On June 21, 2018, a Béjaïa court of appeals sentenced Marzoug Touati to seven years in prison on charges of “intelligence with a foreign power,” according to news reports. The blogger was initially handed a 10-year prison sentence in May 2018, before an appeals judgment reduced his sentence, according to the reports. Yanis Adjlia, an activist advocating for the journalist’s freedom, told CPJ that Touati is also prohibited from leaving Algeria for five years after his release. According to the reports, he was also fined 50,000 Algerian dinars (US$425).
Touati began serving his sentence at the Oued Ghir prison in Béjaïa. According to media reports and Amnesty International, Touati was held in solitary confinement and had to purchase his own food because authorities barely fed him. On November 3, 2018, Touati was transferred to a prison in the Algerian province of Bouira, according to news reports and a Facebook post by his lawyer, Salah Dabouz.
Algerian security forces arrested the blogger at his Béjaïa home on January 18, 2017, according to his employer, lawyer, and news reports. According to the London-based regional daily Al-Sharq al-Awsat, security forces interrogated Touati about a YouTube video he published on January 9, 2017, that shows an interview he conducted via teleconference with Hasan Kaabiah, an Israeli Foreign Ministry spokesperson.
In that interview, the official said Israel has had a liaison office in Algiers since before 2000.
Algeria and Israel do not have full diplomatic relations, and Algeria’s government is frequently critical of Israeli actions.
A Béjaïa court on January 22, 2017, remanded Touati to administrative detention on charges of "talking to the agents of a foreign power with the intention of causing harm to Algeria’s army, diplomatic relations, and financial interests," and "inciting citizens to carry weapons and gather illegally," Dabouz told CPJ in February 2017. According to Algeria’s penal code, the first charge carries a maximum sentence of 20 years in prison, and the second charge is punishable by death. In Algeria, administrative detention can be renewed for up to 44 months.
Dabouz told CPJ that Touati denied the charges.
During Touati’s interview with Kaabiah, the journalist asked for the official’s reaction to then Algerian Housing and Urban Development Minister Abdelmadjid Tebboune’s allegations that planned protests against inflation were organized by foreign countries, including Israel, and that Israel was behind the Arab Spring.

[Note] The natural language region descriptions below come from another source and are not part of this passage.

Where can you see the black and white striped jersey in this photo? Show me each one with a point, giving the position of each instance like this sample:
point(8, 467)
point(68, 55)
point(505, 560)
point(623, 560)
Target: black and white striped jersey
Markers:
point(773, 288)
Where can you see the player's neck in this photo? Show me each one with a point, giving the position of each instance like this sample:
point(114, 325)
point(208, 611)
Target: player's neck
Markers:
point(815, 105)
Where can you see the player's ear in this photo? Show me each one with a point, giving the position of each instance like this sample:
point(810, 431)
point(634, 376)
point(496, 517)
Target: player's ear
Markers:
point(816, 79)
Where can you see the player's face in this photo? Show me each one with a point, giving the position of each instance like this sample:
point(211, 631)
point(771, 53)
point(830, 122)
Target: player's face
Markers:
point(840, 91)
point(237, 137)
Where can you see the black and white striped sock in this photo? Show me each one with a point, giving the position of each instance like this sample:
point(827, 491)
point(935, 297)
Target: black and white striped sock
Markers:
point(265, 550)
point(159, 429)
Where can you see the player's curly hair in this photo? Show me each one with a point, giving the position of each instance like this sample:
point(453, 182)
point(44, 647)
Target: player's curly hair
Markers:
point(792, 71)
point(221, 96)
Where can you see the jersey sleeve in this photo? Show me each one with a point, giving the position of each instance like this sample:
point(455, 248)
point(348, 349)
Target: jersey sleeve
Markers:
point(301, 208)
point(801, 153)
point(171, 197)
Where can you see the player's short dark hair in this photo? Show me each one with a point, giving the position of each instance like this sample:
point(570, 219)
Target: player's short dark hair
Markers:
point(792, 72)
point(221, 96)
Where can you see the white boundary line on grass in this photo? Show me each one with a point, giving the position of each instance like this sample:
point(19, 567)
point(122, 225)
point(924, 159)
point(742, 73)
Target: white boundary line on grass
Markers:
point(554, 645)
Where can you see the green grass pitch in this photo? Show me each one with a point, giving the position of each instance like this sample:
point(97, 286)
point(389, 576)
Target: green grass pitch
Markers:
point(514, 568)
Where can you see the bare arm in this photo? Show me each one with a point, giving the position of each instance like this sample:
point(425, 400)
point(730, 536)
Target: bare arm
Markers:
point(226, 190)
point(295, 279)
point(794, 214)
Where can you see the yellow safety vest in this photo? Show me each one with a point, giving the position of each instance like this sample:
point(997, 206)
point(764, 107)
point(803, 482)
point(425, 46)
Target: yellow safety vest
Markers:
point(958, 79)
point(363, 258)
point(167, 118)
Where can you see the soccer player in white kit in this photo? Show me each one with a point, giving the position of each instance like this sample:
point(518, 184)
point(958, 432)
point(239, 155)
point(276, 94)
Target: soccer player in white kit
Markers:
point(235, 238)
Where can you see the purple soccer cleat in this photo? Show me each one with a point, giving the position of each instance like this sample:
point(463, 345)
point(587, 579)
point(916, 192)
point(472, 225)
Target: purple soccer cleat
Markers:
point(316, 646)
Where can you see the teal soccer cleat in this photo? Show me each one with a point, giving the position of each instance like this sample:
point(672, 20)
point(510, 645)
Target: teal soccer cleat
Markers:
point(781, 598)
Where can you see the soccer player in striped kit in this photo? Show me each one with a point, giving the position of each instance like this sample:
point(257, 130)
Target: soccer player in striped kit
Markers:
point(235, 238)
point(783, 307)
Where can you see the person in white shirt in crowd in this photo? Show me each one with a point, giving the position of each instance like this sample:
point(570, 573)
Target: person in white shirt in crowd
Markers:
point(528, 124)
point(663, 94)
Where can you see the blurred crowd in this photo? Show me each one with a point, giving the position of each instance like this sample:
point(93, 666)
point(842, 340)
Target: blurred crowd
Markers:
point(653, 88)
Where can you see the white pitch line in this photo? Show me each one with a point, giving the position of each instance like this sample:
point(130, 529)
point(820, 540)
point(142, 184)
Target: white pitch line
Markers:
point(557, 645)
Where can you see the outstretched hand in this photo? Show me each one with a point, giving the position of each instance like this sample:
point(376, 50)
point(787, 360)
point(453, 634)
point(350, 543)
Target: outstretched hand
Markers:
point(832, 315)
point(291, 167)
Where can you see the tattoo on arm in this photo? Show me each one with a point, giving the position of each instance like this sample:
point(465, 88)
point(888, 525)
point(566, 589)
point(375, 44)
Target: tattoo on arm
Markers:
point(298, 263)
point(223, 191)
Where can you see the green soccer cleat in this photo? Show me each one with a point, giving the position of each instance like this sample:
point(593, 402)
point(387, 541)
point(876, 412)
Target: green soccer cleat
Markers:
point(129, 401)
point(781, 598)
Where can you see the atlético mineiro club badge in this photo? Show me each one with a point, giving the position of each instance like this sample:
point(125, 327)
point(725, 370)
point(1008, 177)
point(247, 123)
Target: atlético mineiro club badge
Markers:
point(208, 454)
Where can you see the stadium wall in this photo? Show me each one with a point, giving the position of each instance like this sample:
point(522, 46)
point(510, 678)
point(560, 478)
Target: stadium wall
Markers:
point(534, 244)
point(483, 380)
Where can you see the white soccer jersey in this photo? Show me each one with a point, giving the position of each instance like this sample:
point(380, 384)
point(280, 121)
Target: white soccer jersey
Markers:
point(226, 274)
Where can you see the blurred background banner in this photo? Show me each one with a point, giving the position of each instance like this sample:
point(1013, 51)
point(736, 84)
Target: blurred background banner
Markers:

The judge refused Touati’s multiple requests to summon witnesses who could have an integral role in the case, Dabouz wrote on Facebook. The judge also refused to release the journalist on a provisional basis, according to Dabouz.
To protest his arrest and his conviction, Touati has waged multiple hunger strikes, according to his lawyer and news reports. The journalist started his most recent hunger strike on July 8, 2018, according to Amnesty International and Human Rights Watch. Touati suspended his hunger strike on August 14, 2018, at the request of his mother due to his deteriorating health, according to news reports, his employer, and activists campaigning for his freedom.
According to Adjlia, Touati is planning on taking his case to Algeria’s Supreme Court. No date was set as of late 2018.
As of late 2018, neither Algerian Interior Ministry press officials nor diplomats at the Algerian Embassy to the United States had responded to CPJ’s emails requesting comment. Dabouz also had not responded to CPJ’s requests for comment sent over social media.